Architectural Foundation
To spotlight the architectural qualities of its chairs and to illustrate how their lines can assimilate into various aesthetics, Mity-Lite Inc. devised an ingenious display at Boutique Design New York. The firm displayed five different chairs, each of which sat atop a box covered with black and white photographs depicting the architectural style reflected in the design of the showcased piece. For example, the company's Ashlar chair sat atop a box featuring images of Federal-style columns, and an accompanying placard explained how the stately symmetry of the Ashlar reflects that style of architecture. The simple presentation offered a clean, clear message to passing attendees.
Traffic Light
Hoping to draw attendees into its booth space to learn more about its laser-projection systems, Lightspace Ltd. crafted a magical display at the Live Design International show in Las Vegas.
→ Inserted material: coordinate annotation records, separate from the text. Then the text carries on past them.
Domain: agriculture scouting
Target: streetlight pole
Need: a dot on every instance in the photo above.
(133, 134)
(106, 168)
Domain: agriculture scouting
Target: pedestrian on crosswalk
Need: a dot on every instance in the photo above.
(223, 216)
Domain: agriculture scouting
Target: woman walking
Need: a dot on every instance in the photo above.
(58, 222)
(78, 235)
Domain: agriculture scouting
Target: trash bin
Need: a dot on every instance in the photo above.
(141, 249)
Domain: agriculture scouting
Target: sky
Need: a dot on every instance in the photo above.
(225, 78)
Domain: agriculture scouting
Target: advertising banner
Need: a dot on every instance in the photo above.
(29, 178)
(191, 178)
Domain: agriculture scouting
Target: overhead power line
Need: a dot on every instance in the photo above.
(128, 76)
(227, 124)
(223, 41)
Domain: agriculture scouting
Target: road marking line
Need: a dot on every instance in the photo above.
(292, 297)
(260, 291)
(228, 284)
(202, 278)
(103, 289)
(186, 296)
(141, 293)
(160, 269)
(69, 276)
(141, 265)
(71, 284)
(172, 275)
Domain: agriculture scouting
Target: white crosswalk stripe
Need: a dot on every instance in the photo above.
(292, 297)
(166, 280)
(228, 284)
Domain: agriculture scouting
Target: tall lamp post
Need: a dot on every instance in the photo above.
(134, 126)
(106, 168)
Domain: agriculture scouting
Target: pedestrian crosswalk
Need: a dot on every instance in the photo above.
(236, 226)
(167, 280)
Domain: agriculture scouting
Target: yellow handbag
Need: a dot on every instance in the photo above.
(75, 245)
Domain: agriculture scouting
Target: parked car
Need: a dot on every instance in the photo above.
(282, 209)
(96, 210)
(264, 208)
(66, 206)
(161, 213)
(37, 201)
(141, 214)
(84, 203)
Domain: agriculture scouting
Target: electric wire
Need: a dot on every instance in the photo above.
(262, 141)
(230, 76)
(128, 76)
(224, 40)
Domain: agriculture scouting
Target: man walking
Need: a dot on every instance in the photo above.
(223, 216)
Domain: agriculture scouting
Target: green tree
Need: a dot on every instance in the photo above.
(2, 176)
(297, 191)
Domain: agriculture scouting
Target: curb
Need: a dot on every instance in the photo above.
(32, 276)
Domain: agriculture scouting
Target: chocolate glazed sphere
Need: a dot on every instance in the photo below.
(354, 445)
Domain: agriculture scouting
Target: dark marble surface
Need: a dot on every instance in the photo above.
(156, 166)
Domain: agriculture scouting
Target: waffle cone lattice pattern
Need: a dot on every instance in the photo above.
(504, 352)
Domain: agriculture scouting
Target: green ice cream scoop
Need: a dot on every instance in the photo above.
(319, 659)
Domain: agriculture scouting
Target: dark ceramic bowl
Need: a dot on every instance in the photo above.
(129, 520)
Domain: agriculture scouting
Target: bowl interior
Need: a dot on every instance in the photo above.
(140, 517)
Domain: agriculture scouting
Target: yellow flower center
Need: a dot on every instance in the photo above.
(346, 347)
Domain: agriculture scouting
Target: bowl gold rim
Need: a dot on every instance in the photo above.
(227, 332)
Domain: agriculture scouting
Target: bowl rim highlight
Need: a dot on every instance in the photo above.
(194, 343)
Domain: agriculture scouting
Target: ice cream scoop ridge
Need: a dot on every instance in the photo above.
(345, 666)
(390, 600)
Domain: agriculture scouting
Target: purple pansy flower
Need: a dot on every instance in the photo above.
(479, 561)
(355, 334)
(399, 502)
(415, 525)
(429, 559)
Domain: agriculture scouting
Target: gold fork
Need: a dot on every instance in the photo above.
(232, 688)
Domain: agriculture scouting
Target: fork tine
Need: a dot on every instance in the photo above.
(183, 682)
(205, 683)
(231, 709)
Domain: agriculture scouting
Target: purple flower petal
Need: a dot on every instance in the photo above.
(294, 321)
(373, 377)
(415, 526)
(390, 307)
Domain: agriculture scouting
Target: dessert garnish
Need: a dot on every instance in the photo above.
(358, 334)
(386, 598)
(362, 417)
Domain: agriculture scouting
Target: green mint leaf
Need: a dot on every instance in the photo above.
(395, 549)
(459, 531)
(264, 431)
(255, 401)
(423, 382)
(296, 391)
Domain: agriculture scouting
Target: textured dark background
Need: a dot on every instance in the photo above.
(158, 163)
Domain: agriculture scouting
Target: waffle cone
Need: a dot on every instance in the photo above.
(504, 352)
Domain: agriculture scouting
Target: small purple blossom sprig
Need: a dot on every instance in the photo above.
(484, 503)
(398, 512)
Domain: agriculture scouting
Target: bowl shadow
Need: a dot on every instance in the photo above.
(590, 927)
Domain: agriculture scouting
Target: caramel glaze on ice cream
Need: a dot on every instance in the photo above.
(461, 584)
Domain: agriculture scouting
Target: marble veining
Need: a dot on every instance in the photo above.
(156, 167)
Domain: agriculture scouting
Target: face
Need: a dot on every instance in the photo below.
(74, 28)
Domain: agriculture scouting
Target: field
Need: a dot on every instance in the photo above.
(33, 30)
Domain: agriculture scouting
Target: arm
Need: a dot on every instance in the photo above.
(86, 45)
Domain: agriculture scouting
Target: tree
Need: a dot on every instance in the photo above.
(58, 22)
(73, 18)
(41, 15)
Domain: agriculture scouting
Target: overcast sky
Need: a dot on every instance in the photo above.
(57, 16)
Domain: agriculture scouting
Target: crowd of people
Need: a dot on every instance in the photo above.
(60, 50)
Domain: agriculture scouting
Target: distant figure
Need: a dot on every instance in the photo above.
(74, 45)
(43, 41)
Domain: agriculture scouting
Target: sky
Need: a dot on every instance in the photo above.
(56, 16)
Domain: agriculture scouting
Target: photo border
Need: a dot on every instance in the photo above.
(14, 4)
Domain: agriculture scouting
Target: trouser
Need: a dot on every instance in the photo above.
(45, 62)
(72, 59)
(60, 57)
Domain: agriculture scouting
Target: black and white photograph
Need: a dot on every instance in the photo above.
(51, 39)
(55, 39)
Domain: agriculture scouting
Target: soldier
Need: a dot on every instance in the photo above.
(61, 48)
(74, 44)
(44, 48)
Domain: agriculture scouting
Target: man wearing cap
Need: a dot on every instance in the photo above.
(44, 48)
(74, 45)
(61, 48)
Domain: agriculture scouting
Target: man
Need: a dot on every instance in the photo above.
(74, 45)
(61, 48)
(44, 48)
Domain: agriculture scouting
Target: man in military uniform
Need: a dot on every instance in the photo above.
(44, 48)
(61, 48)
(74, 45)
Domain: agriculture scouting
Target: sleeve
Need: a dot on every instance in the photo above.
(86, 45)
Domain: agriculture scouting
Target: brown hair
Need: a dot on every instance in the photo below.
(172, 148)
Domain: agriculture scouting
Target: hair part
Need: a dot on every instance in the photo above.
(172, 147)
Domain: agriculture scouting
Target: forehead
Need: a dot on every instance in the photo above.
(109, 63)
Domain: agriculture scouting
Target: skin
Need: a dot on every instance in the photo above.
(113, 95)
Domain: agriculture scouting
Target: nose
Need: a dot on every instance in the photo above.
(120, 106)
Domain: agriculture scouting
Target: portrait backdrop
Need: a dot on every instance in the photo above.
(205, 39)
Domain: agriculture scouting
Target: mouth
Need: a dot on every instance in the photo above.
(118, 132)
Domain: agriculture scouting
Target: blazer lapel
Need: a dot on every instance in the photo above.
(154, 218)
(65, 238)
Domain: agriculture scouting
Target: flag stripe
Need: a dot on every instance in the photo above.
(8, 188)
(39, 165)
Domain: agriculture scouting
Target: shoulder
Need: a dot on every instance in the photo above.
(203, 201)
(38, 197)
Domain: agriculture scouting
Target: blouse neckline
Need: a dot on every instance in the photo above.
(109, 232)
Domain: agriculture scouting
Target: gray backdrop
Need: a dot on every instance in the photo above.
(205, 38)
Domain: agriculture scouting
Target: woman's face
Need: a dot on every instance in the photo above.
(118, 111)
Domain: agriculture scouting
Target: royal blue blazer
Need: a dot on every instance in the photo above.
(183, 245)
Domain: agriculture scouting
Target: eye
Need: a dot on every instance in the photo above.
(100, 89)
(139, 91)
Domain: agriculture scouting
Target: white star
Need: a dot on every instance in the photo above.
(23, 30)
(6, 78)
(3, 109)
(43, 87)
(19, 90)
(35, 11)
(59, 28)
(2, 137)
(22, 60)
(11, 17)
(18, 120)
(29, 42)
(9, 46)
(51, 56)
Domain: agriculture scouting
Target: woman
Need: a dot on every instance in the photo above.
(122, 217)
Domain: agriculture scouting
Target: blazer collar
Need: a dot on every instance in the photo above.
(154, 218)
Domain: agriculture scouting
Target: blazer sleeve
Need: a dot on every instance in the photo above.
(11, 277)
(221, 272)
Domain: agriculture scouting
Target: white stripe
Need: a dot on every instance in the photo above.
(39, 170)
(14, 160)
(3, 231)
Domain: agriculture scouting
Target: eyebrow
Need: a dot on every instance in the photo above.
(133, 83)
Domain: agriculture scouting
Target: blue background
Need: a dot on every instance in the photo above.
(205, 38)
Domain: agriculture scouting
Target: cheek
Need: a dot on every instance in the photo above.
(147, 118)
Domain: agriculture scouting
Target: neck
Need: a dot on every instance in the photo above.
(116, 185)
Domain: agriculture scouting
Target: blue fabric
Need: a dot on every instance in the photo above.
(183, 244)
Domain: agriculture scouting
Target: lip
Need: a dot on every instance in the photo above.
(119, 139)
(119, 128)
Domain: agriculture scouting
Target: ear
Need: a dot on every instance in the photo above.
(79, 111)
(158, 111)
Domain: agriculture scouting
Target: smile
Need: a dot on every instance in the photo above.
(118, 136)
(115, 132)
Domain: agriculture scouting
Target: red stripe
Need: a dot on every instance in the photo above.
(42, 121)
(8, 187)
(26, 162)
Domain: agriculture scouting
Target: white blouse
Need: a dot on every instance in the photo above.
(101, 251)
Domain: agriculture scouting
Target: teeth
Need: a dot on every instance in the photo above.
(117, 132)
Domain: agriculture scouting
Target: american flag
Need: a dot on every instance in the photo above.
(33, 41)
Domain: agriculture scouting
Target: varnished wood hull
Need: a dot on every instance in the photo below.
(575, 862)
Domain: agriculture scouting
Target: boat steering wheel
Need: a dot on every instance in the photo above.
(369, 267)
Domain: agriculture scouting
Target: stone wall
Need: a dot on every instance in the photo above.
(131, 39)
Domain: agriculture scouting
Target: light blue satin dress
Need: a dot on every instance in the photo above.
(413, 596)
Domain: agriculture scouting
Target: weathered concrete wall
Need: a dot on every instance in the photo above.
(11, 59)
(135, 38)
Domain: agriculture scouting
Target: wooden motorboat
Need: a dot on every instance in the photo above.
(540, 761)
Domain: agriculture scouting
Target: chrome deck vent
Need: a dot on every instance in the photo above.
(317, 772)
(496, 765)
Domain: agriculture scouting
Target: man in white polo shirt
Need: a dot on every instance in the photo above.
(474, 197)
Prior to the show, Lightspace secured the faux genie lamp used as an attention-getting prop when then-businessman Donald Trump opened the now-defunct Trump Taj Mahal in Atlantic City, NJ. Displayed on a 3-foot-tall pedestal, the roughly 3-by-3-foot lamp seemed to glow in a warm orange hue, courtesy of internal light projected through various cutouts in the lamp's exterior. Nearby signage informed passersby of the lamp's origin and explained that if they rubbed the lamp and dropped a business card inside it, they'd be entered into a drawing to win a Lightspace product.
Totally Tubular
When it comes to press kits, flat is forgettable. On the other hand, any lumpy, dimensional kit stands out – and tempts journalists with the possibility of free samples inside. Illustrator Janis Lillian took advantage of that truism at the Surtex show in New York by designing a tubular press kit. Wrapped inside of one of her signature prints, the mailer featured stickers on each end cap with the illustrator's URL and booth number. Inside the kit was a menagerie of samples, a pouch of candy, a branded keychain, and a tri-fold brochure featuring Lillian's past projects.
Body Check
Effective exhibit graphics attract attention, brand a space, and convey key messages. BackTrack Inc., which provides background checks, accomplished all three objectives with its graphics at the 2016 Society for Human Resource Management (SHRM) Annual Conference. A pair of large illuminated graphics featured different stock images of what appeared to be happy, smiling people, each holding his or her own sign bearing an unexpected admission, such as "There's a warrant out for my arrest." The juxtaposition of the troublesome messages and professional appearances helped to underscore the fact that you can't judge a book by its cover while reinforcing the need for BackTrack's services.
As the Shoes Turn
Despite the fact that shoes help us get around, most of the footwear displays at Magic, a fashion-industry trade show in Las Vegas, are completely static. Not so at the exhibit for G. H. Bass & Co., a subsidiary of AM Retail Group Inc. The shoe manufacturer affixed a colorful assortment of more than two dozen of its famed Weejuns loafers to a rotating disk atop a wooden drum, then placed the kinetic element right by the aisle. The unexpected movement and rainbow-like colors attracted passersby like shoe fanatics to a Jimmy Choo sale and left no doubt the company's wares are made for going places.